Et s’il s’agissait du moment adéquat pour mobiliser les énergies en repensant
les modes de vie ? Et si la culture –les cultures—avait un rôle essentiel
à jouer dans ces métamorphoses planétaires ?
La crise :
une chance ? Le grand réveil
L’argent rare est probablement l’occasion de réfléchir,
d’une part à sa répartition, d’autre part au fait que les rapports humains sont
basés sur beaucoup d’actes non monétaires et que cette polarisation mercantile
est néfaste en ignorant des plus-values considérables d’une autre nature. Nous
mesurons trop et nous mesurons mal.
La crise, l’argent raréfié, sont justement l’occasion de
penser et mettre en œuvre des organisations différentes dans tous les domaines.
D’abord –tous les candidats l’affirment, mais pour quels effets ?-- jouer
cartes sur table en repensant une fiscalité juste. Ensuite, en définissant des
priorités et des objectifs pour l’emploi de l’argent public. C’est l’occasion
de conforter un Etat efficace,
redevable devant tous, d’autant qu’il est le fruit des efforts collectifs.

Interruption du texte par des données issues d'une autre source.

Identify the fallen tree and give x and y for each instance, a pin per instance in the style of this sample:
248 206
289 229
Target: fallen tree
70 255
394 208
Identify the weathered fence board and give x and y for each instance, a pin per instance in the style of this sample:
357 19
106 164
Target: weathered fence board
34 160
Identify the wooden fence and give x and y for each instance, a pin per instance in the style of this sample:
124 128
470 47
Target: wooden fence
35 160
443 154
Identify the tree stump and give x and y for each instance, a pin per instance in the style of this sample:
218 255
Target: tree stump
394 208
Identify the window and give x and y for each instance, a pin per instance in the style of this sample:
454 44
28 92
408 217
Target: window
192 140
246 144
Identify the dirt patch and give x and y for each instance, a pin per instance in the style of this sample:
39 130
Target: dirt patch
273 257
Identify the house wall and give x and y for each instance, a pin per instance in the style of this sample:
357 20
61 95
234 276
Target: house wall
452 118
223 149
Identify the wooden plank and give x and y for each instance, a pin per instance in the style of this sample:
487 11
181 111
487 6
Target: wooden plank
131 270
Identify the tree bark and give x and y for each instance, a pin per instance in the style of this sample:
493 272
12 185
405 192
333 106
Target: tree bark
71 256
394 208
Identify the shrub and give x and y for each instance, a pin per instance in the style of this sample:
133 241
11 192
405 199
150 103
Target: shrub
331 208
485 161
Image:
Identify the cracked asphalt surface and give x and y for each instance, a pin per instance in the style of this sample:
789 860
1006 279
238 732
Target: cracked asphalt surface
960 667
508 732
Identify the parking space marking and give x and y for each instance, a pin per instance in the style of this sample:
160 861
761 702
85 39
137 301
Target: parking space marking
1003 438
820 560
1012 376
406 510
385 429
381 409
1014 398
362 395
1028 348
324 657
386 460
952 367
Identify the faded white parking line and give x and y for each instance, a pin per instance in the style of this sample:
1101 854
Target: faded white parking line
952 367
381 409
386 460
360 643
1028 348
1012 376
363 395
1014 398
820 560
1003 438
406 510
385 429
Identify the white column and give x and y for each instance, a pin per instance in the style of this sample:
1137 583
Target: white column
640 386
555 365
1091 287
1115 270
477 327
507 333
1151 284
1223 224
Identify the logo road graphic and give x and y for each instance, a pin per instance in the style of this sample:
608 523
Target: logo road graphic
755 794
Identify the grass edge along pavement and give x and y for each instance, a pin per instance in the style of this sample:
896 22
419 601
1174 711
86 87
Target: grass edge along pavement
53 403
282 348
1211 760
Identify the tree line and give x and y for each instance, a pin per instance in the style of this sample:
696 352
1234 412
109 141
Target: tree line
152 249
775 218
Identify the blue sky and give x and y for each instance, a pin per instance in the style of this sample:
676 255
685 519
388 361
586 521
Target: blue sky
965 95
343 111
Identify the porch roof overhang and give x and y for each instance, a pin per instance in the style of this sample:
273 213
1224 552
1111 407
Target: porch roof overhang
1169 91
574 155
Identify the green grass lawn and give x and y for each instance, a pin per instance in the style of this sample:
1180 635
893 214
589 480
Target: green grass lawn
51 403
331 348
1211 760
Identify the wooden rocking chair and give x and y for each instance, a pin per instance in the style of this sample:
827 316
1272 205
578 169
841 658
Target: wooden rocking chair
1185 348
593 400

C’est aussi le moment de repenser le tissu général des
entreprises, d’organiser les consommateurs-acteurs, d’inciter à l’éthique, à la
redistribution interne des bénéfices, à des réflexes de défense des productions
locales. Le retour au local –un local
aux prises avec le monde, en aucun cas fermé—est la base d’une redynamisation
des énergies citoyennes, car chacune et chacun peut agir sur l’univers
directement visible, sur ce qui l’entoure. Il est temps de penser, non pas une
rétro-croissance mais des croissances diversifiées suivant les lieux (de même
qu’il convient aussi de penser des agricultures diversifiées). Les processus
coopératifs ou mutualistes devraient retrouver une forte actualité. C’est ce
que SEE (les socio-écolos : www.see-socioecolo.com) a développé.
Citons quelques exemples d’objectifs urgents dans cette
reconstruction de nos liens sociaux. D’abord, briser la dichotomie
travail/loisirs comme s’il y avait un Enfer d’un côté et un Paradis de l’autre.
Il est possible de revoir partout l’organisation des tâches pour supprimer les
travaux uniquement pénibles physiquement ou psychologiquement. Aux syndicats de
s’atteler à cette tâche prioritaire qui pèse sur la vie quotidienne de chacun.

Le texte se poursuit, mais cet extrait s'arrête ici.